I cannot agree that the Kentucky Supreme Court was obligated to (sua sponte) *921impose upon itself a prohibition against appellate fact finding on review of newly discovered Batson evidence. Moreover, I cannot agree that its failure to do so was an objectively unreasonable application of clearly established Supreme Court precedent. Therefore, I must respectfully dissent.

. There could be no more appropriate case than this for the invocation of the invilederror doctrine. Under the doctrine, "a party may not complain on appeal of errors that he himself invited or provoked the court to commit.” United States v. Wells, 519 U.S. 482, 488, 117 S.Ct. 921, 137 L.Ed.2d 107 (1997) (editorial and quotation marks omitted) (citing United States v.
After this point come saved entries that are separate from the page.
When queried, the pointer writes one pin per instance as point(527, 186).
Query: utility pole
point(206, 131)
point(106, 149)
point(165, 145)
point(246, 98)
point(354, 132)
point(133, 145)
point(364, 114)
Sharpe, 996 F.2d 125, 129 (6th Cir.1993), and Harvis v. Roadway Express, Inc., 923 F.2d 59, 60 (6th Cir.1991)). But, as it turns out, the failure to apply the invited-error doctrine is among the least of the majority's mistakes in this case.

. The majority variously labels this evidence "newly acquired evidence,” "after-acquired videotape evidence,” or simply "new evidence.” Regardless of the label, the point is the same: this is evidence that was introduced to the Kentucky Supreme Court on direct review (and the district court on habeas) that was not presented to the state trial court.

. The majority actually used the word "should,” for which I substituted "must” based on my assumption that "should” was merely a misstatement. If I am incorrect, and the majority actually intended to state the rule as a bland recommendation (i.e., should) rather than a requirement (i.e., must), then the majority’s entire theory is untenable, inasmuch as no decision could ever be an objectively unreasonable application of such an equivocal suggestion.